In an effort to calm Wall Street jitters, Apple CEO Steve Jobs last week announced his recent gaunt appearance was simply the result of a "hormone imbalance" that had caused his dramatic weight loss -- but a week later, his letter to Apple employees disclosed he had "a more complex" medical condition and would take a leave of absence until the end of June.
With Jobs so closely associated with Apple's creative vision and few other details forthcoming, the news clearly has unnerved investors. Apple stock fell seven points on the announcement of Jobs' medical leave of absence.
"The fear of the unknown has been escalated," said Gene Munster, an investment analyst with Piper Jaffray & Co. "The bottom line is that people thought that he was on a faster track to recovery and now it seems uncertain."
Because of it's impact, the mystery surrounding Jobs' condition may raise a broader question: How much does the public have a right to know about leaders of publicly traded companies -- especially one as closely associated in the public mind as Jobs is with Apple?
After all, besides being CEO of Apple, Jobs is widely seen a primary creative force behind the company. His product presentations are legendary and have helped make hits out of such consumer electronics as the iMac desktop computer, the iPod digital music player and the iPhone.
Financial lawyers say the information investors are entitled to versus the information they may want to hear are two different things.
The Securities and Exchange Commission doesn't have an established rule regarding a company's disclosure about a CEO's illness.

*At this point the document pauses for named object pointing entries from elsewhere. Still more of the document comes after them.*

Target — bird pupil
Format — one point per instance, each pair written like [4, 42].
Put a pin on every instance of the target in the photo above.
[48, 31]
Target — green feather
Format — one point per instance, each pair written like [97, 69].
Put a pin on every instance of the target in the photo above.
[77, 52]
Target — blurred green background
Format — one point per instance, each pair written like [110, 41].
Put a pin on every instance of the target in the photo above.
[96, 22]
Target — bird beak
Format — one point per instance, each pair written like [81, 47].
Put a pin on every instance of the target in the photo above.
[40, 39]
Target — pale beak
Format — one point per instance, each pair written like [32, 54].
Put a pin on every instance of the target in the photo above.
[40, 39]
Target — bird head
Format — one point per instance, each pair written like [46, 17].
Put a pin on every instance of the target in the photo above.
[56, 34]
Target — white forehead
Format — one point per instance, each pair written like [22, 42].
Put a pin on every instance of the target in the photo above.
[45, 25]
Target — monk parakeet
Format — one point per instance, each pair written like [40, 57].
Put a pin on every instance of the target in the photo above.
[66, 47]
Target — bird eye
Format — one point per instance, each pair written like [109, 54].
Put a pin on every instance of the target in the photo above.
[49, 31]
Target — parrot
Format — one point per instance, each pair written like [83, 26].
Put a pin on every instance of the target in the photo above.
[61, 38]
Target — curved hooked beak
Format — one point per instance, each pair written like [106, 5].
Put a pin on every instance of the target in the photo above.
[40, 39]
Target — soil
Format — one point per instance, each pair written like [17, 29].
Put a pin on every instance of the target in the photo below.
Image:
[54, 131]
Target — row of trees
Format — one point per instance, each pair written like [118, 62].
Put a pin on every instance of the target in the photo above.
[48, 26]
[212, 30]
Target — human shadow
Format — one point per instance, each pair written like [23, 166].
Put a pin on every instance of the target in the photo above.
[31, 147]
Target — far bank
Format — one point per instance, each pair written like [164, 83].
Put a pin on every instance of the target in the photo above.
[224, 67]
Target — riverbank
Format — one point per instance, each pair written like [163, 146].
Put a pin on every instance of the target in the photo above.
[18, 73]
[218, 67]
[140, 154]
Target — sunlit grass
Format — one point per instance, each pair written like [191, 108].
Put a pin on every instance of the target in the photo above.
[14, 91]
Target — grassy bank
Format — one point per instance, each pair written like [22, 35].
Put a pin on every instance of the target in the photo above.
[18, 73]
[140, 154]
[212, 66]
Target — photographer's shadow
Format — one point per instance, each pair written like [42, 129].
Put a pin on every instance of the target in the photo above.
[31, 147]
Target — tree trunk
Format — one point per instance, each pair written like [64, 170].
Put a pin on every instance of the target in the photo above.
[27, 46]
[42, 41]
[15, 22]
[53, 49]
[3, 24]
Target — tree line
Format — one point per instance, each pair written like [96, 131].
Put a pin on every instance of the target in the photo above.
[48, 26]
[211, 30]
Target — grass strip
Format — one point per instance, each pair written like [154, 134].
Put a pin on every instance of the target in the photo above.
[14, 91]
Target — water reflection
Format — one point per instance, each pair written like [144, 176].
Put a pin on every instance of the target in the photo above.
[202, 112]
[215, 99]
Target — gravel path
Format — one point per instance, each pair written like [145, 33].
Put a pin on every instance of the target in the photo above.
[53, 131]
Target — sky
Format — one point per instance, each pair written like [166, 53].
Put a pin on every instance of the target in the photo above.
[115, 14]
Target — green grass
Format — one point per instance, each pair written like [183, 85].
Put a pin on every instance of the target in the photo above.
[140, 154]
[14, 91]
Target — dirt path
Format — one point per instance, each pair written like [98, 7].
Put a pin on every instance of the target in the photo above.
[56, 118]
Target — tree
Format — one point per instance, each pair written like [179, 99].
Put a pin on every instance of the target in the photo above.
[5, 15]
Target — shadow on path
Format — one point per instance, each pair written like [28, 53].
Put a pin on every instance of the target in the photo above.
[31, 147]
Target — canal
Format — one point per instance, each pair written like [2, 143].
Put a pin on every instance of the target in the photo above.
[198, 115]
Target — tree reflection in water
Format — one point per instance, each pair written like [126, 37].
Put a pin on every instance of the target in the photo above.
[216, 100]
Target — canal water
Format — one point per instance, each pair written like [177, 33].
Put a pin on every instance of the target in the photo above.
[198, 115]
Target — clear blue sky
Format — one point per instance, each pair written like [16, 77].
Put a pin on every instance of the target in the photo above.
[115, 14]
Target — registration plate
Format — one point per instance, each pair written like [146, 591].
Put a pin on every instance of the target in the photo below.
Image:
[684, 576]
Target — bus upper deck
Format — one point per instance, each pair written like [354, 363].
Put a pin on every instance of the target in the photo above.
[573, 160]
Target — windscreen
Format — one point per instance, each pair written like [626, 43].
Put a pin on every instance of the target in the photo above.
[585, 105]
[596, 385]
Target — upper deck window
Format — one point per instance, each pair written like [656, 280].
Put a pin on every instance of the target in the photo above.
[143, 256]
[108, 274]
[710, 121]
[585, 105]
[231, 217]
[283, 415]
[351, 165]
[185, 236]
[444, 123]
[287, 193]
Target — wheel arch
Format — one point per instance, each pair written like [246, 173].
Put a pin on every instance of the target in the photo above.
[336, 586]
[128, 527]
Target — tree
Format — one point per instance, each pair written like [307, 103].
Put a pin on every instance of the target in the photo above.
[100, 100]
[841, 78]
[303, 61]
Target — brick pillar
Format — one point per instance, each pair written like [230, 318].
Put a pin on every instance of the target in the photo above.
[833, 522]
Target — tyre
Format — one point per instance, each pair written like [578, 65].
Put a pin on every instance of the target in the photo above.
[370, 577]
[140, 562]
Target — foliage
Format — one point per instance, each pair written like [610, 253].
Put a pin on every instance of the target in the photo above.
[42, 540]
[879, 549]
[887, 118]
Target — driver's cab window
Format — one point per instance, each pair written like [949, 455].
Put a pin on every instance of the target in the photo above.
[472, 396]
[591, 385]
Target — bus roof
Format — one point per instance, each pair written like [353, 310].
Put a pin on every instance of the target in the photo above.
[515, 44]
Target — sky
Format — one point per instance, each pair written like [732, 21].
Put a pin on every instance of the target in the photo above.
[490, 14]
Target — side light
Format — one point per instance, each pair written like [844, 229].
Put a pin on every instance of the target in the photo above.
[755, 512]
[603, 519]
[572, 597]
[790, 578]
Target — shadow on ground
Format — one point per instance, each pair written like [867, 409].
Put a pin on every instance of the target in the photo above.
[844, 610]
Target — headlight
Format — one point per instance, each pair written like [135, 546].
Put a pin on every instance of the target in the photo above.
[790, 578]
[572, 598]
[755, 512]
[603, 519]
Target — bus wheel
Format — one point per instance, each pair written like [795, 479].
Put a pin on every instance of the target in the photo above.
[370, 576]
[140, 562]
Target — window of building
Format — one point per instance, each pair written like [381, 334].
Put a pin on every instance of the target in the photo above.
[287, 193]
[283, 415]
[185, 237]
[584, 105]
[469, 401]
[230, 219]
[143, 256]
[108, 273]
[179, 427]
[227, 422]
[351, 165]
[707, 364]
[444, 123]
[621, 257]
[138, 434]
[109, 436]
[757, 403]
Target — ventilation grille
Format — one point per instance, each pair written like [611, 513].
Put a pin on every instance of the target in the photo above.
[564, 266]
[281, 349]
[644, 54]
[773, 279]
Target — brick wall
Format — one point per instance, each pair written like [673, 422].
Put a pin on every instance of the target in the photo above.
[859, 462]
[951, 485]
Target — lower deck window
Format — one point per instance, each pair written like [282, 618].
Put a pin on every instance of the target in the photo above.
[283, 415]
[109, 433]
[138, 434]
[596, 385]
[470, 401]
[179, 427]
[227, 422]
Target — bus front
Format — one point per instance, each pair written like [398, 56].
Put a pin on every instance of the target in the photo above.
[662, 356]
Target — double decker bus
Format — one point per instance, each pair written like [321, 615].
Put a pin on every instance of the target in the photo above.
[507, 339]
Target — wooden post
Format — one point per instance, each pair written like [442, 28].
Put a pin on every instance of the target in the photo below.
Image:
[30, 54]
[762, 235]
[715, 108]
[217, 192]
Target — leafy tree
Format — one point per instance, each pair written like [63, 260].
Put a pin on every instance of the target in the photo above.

However, according to Gary Stern, a writer for Investors Business Daily, "There are several securities laws that stipulate a company must make material information available to the public that influences an investor's knowledge of a company."
Stern said that includes "any major changes to its highest officers or board of directors that could affect the company's revenue."
Until this week, Apple has been reluctant to discuss Jobs' health, saying it's his personal business.
Tim Bajarin, the chief analyst of Creative Strategies, acknowledged Jobs is a very private person. But the computer industry consultant added that Jobs is such an important person to the company "that you can't separate the private life from the public life."
Kirk Hanson, an ethicist at Santa Clara University, said Jobs is a unique CEO.
"His health affects the interest of so many other people," Hanson said, "that he gives up some of his right to privacy."
Munster believes Apple could have handled the whole situation differently and prevented some of the anxiety on Wall Street.
"If they would have said something earlier ... I think that people would have been more comfortable," Munster said. "The fact [that] they changed the story a little bit, or there's new information that came out, or call it what you want, has created this feeling of just uncertainty on what information investors are getting."
Hanson said because Wall Street will be keeping a close eye on Apple, he would recommend the company's board "over-communicates" about Jobs' condition.
"Given the suspicion that now looms over Apple and its board," Hanson said, "they need to communicate any and every relevant development in Steve Jobs' health over the next six months."